Los tres chicos de la tienda de electrodomésticos gastaron todo su dinero en gasolina. Han llegado una hora antes del comienzo del partido, tras recorrer los ochocientos kilómetros que separan Detroit de Hershey, subidos en dos Harley Davidson XL Sportsters y una custom plateada con un enorme motor cabeza de olla (Panhead). La noche de los cien puntos no ha sido retransmitida por televisión, y solo una radio ha narrado el partido. En el descanso, mientras la gente habla maravillas del pívot de Filadelfia, suena «The One Who Really Loves You» de Mary Wells, el último éxito de Motown. Tras la última canasta, conseguida a tablero tras fallar cuatro tiros desesperados lanzados en cuarenta y cuatro segundos, Chamberlain levanta los brazos. El público invade la cancha. «Fue un anuncio hiperbólico del ascenso del atleta negro en el basket», escribiría Gary Pomerantz en su libro WILT, 1962: La noche de los 100 puntos y el amanecer de una nueva era. Los chicos de las Harleys aplauden, con las manos manchadas de grasa, la completa e indómita humanidad de Goliath.

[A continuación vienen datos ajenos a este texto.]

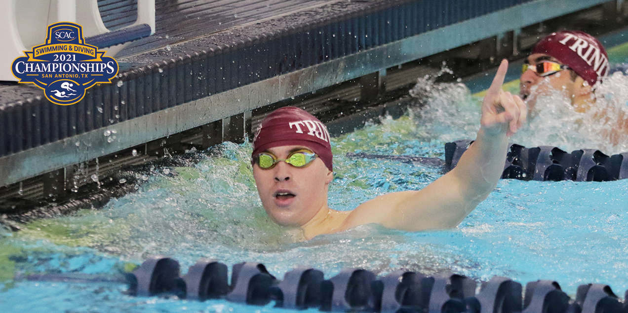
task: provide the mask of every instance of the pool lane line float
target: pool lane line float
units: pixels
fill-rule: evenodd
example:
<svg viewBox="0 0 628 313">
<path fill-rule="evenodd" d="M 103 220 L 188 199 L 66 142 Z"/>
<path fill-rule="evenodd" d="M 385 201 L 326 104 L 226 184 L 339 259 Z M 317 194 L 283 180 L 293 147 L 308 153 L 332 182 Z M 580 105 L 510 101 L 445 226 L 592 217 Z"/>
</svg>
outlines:
<svg viewBox="0 0 628 313">
<path fill-rule="evenodd" d="M 178 263 L 170 258 L 149 257 L 128 273 L 129 294 L 176 295 L 180 298 L 224 299 L 256 305 L 275 302 L 276 307 L 318 309 L 323 312 L 382 313 L 624 313 L 628 310 L 610 287 L 582 285 L 571 298 L 556 282 L 521 284 L 501 277 L 482 283 L 462 275 L 427 276 L 396 270 L 377 277 L 362 268 L 348 268 L 328 280 L 322 272 L 300 267 L 278 280 L 264 265 L 244 262 L 232 267 L 231 285 L 227 266 L 202 259 L 179 277 Z M 626 292 L 628 296 L 628 291 Z"/>
<path fill-rule="evenodd" d="M 430 167 L 444 166 L 445 171 L 448 172 L 456 167 L 462 154 L 473 141 L 464 139 L 446 143 L 445 161 L 438 157 L 364 152 L 349 152 L 347 156 L 417 162 Z M 609 156 L 593 149 L 582 149 L 568 153 L 550 146 L 526 148 L 517 144 L 510 144 L 501 178 L 543 181 L 625 179 L 628 178 L 628 152 Z"/>
<path fill-rule="evenodd" d="M 215 260 L 200 259 L 180 276 L 179 263 L 160 255 L 149 257 L 126 273 L 126 293 L 138 297 L 163 297 L 204 301 L 225 299 L 236 303 L 322 312 L 381 313 L 625 313 L 628 290 L 622 301 L 607 285 L 578 287 L 575 299 L 558 282 L 537 280 L 526 285 L 507 277 L 478 282 L 462 275 L 440 273 L 428 276 L 397 270 L 377 277 L 362 268 L 344 268 L 330 279 L 311 267 L 301 266 L 277 279 L 259 263 L 244 262 L 232 268 Z M 102 275 L 72 273 L 30 274 L 29 280 L 64 282 L 122 282 Z M 90 276 L 97 277 L 90 278 Z M 69 279 L 68 279 L 69 277 Z"/>
<path fill-rule="evenodd" d="M 418 157 L 415 156 L 391 156 L 389 154 L 372 154 L 364 152 L 347 152 L 347 157 L 360 159 L 386 159 L 387 160 L 400 161 L 402 162 L 417 162 L 423 165 L 436 167 L 445 165 L 445 162 L 442 159 Z"/>
<path fill-rule="evenodd" d="M 445 144 L 446 171 L 456 167 L 472 143 L 472 140 L 460 140 Z M 628 178 L 628 152 L 609 156 L 593 149 L 568 153 L 549 146 L 526 148 L 510 144 L 502 178 L 544 181 L 624 179 Z"/>
</svg>

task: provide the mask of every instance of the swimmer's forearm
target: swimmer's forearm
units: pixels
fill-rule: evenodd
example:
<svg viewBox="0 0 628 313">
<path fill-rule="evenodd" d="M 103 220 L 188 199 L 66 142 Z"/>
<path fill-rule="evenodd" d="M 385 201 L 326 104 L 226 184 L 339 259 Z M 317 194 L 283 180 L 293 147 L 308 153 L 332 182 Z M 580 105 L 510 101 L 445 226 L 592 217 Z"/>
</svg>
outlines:
<svg viewBox="0 0 628 313">
<path fill-rule="evenodd" d="M 460 157 L 452 174 L 462 183 L 462 196 L 479 203 L 495 189 L 504 171 L 506 132 L 489 133 L 480 128 L 475 141 Z"/>
</svg>

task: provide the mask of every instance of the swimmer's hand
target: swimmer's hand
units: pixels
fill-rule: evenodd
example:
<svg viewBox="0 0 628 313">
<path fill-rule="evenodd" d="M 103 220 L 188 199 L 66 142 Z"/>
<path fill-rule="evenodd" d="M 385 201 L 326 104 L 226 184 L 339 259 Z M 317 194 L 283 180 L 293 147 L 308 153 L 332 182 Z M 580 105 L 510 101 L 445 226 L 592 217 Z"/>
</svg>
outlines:
<svg viewBox="0 0 628 313">
<path fill-rule="evenodd" d="M 505 132 L 511 137 L 526 122 L 528 107 L 518 95 L 502 90 L 507 70 L 508 61 L 504 59 L 482 102 L 480 125 L 487 134 Z"/>
</svg>

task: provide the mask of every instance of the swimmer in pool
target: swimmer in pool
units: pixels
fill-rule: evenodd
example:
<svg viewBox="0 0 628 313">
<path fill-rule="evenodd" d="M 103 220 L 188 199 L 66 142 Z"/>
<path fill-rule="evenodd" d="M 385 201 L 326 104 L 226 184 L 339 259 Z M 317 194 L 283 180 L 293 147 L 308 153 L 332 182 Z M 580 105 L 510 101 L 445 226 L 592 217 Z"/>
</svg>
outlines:
<svg viewBox="0 0 628 313">
<path fill-rule="evenodd" d="M 327 205 L 333 172 L 325 126 L 300 109 L 274 111 L 257 130 L 251 155 L 264 210 L 306 240 L 369 223 L 409 231 L 456 226 L 497 186 L 508 137 L 526 121 L 524 102 L 501 90 L 507 66 L 504 60 L 484 97 L 477 137 L 455 168 L 421 190 L 384 194 L 352 211 Z"/>
<path fill-rule="evenodd" d="M 582 31 L 553 33 L 539 41 L 524 61 L 520 95 L 532 110 L 539 95 L 562 92 L 576 112 L 595 103 L 595 84 L 610 69 L 606 50 Z"/>
<path fill-rule="evenodd" d="M 604 125 L 600 134 L 616 146 L 628 138 L 628 116 L 595 106 L 595 88 L 610 68 L 606 50 L 595 37 L 582 31 L 553 33 L 539 41 L 524 60 L 520 96 L 533 116 L 539 96 L 562 93 L 575 112 L 588 114 L 582 123 Z"/>
</svg>

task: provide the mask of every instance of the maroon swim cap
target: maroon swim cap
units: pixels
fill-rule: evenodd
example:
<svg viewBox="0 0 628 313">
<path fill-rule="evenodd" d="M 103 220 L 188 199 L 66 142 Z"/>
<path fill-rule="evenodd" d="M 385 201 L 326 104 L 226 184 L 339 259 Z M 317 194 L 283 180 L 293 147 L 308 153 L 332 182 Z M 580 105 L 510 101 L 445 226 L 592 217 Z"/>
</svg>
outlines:
<svg viewBox="0 0 628 313">
<path fill-rule="evenodd" d="M 541 40 L 533 53 L 553 56 L 593 86 L 609 73 L 609 56 L 595 37 L 582 31 L 559 31 Z"/>
<path fill-rule="evenodd" d="M 303 110 L 283 107 L 264 119 L 255 133 L 251 156 L 281 146 L 307 147 L 318 155 L 330 171 L 333 171 L 332 146 L 327 127 Z"/>
</svg>

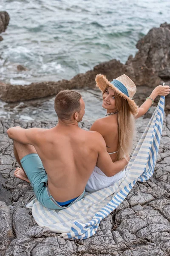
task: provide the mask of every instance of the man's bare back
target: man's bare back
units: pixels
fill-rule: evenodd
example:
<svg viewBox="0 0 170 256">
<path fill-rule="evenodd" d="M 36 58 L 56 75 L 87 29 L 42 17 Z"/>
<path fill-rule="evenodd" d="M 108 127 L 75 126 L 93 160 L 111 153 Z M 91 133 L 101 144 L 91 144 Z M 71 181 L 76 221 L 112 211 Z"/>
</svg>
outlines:
<svg viewBox="0 0 170 256">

Conversación póstuma con Wilt Chamberlain, el jugador de baloncesto más grande de todos los tiempos, con un total de setenta y dos récords individuales de la NBA, 63 de los cuales ostenta en solitario:
JPdeA: Señor Chamberlain, perdone si le digo que la noche que consiguió cien puntos no fue como para estar muy orgulloso de su porcentaje de tiro. Lanzó hasta las zapatillas, pero solo metió treinta y seis de los sesenta y tres tiros que intentó. Ningún jugador tirará jamás tantos tiros en un partido…
W.C: ¿Qué periódico te paga, chaval? Solo te voy a decir una cosa: si no hubiese salido la noche anterior, y hubiese dormido un poco más, podría haber llegado a los ciento cuarenta puntos. Estaba tan en racha que nada más ducharme debí comprar lotería y jugar una partida de póker. A los periodistas que no habéis tocado nunca un balón no deberían dejaros escribir una palabra de basket…
JPdeA: Yo he jugado en infantiles de Estudiantes…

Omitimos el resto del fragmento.